The Western Australian Government today launched a new research scheme to help local companies in the commercial development of innovative products and processes.
Deputy Premier Ian Taylor said the move was necessary not only to encourage industry to invest more in research and development, but to help them gain greater access to the country's main source of R and D funds - the Federal Government.
The new State Government program, to be run by the Department for State Development, will be known as the WA Advantage Industrial Research and Development Support Scheme (WAAIRDS)
It will replace the earlier WARD - WA Research and Development - Scheme and offer both financial support for smaller R and D programs, as well as financial assistance to prepare improved applications for much larger federal grants.
Mr Taylor said the new R and D assistance scheme was primarily designed to meet the demand for grants below the level at which the Federal Government usually became involved.
"There are many extremely worthwhile research projects being conducted by smaller companies which do not need a big injection of funds, yet cannot continue without some outside help," he said.
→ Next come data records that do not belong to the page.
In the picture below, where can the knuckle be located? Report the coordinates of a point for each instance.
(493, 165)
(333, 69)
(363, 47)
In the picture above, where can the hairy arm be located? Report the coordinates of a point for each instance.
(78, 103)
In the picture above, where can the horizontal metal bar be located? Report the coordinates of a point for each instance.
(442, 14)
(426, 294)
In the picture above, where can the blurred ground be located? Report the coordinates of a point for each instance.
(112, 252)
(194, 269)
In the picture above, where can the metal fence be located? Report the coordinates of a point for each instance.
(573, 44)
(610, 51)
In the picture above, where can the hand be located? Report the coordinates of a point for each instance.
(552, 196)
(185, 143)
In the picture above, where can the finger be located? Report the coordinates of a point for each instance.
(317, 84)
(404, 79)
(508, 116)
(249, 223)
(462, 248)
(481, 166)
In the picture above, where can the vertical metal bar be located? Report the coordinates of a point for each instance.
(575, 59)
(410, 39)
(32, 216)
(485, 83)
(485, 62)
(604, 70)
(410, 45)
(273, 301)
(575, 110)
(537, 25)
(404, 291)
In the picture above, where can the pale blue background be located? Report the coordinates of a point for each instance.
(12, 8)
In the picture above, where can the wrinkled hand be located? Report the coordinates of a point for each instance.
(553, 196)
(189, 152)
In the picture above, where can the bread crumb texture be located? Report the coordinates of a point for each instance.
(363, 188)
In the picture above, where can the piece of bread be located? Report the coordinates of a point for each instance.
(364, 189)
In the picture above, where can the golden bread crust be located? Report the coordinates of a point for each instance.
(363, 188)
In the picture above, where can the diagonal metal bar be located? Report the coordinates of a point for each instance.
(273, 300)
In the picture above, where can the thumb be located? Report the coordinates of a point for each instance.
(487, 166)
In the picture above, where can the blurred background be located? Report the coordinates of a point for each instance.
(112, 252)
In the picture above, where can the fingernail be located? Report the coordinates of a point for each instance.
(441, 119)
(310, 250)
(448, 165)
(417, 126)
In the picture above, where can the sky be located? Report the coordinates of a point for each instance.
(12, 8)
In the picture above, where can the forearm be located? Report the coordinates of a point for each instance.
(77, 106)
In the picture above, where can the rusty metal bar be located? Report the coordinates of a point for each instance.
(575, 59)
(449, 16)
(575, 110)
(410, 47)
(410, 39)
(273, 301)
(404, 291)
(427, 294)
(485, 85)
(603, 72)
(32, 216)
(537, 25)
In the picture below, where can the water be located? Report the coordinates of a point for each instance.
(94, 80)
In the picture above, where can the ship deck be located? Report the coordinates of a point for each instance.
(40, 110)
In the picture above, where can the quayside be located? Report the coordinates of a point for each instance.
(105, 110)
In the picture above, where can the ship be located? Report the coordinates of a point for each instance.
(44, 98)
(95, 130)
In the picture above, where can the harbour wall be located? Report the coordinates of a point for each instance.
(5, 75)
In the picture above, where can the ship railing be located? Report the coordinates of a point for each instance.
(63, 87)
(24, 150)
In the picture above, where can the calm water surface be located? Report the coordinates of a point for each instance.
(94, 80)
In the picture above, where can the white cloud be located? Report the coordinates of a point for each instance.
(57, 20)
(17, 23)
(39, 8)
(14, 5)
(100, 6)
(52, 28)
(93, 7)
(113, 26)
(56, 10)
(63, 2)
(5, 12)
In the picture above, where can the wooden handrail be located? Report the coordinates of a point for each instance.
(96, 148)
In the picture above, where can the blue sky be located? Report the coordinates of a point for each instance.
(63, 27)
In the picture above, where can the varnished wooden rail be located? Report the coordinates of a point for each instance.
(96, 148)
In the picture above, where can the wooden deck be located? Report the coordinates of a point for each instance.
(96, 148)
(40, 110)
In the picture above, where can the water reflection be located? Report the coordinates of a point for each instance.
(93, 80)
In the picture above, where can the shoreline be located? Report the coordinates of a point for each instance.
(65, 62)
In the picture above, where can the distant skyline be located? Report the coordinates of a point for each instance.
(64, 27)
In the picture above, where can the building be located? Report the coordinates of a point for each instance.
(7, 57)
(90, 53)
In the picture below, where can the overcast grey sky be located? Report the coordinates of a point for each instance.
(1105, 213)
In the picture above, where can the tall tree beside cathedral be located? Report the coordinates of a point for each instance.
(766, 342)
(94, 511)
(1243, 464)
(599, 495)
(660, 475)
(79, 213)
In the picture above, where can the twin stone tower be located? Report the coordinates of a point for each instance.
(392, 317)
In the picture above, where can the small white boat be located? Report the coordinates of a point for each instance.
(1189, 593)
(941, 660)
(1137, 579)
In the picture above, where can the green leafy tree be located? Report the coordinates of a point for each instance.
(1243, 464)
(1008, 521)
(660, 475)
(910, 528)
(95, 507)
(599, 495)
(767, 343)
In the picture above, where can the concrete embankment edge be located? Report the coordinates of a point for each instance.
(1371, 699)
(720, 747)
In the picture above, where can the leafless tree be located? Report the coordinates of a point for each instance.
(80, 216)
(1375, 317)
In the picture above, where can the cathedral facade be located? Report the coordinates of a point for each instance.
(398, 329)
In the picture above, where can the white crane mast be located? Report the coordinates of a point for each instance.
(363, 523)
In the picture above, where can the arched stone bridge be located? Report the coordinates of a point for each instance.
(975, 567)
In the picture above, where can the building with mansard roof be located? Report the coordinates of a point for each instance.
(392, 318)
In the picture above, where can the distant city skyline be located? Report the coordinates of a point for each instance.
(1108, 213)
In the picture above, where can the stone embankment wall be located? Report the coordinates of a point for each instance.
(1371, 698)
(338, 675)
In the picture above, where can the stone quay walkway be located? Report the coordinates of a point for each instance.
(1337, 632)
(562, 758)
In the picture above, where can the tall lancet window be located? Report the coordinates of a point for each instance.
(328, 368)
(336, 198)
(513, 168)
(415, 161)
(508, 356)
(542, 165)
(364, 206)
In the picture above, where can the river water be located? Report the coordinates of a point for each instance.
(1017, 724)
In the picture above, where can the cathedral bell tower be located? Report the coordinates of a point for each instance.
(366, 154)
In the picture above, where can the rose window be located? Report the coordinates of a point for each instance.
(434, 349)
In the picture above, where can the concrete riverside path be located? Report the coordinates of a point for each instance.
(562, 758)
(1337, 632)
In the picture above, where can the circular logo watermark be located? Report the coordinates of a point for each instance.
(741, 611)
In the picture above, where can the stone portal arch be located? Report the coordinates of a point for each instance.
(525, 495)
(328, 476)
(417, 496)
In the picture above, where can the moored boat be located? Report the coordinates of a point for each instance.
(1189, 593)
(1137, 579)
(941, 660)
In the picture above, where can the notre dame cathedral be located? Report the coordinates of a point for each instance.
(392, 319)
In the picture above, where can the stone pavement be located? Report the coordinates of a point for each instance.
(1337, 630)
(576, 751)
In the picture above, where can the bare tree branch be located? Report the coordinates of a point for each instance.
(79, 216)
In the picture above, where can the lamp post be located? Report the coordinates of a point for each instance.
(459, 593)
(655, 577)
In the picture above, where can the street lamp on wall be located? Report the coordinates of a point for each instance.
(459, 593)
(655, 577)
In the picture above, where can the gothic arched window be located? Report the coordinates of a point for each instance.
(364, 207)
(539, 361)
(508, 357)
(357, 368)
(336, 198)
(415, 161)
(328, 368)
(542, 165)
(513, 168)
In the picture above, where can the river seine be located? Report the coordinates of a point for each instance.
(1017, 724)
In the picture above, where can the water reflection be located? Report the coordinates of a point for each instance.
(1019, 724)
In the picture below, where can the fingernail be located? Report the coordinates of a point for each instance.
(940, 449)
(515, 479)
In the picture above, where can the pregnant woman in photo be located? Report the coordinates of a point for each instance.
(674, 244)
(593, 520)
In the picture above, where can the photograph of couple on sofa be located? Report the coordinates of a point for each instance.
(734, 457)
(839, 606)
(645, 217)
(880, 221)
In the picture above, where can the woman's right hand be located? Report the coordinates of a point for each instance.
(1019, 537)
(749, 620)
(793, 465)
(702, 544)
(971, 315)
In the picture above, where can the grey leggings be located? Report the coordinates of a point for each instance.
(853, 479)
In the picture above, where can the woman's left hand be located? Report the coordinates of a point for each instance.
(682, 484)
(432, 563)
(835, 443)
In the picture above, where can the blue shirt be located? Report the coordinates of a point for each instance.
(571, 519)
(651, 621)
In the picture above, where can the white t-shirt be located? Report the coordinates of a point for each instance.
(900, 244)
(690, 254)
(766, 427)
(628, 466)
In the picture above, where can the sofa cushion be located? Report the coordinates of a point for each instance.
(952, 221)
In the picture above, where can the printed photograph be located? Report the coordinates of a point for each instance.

"In many cases only a few thousand dollars are needed. But the amount is too small for the Commonwealth assessors to spend time considering.
"This is the area where I believe the State Government could step in and play a most useful part. Under the new WAAIRDS scheme, local companies will be able to apply for dollar-for-dollar assistance up to $25,000.
"Most federal grants begin at the level of a total project cost of $50,000."
Mr Taylor said the new scheme would also be used to help Western Australian companies access federal grants by providing assistance in improving the quality of applications.
"Last year the Federal Government provided $40 million in grants to back industrial research, but only one in five of the companies which sought access actually received financial help," he said.
"What is causing the high rejection rate is not that so many projects are unworthy, but that it is becoming such a major task providing the information needed to complete a satisfactory application."
Mr Taylor said that as a general rule it was now necessary for a company to spend 10 per cent of the money it was requesting on actually preparing an application for the grant.
"That means if you are asking the Commonwealth for $200,000, you are going to have to invest $20,000 up front just to make sure your application contains sufficient detail on such matters as market analysis, intellectual property, and potential collaborators," he said.
"But even when you have all that detail, there is no guarantee you will actually be successful in winning a grant.
"Applications for Commonwealth grants have become such a high-risk investment that companies are no longer making the attempt to apply.
"Under our new WAAIRDS scheme, we will be trying to reduce that risk by contributing up to $25,000 to the cost of a company's application."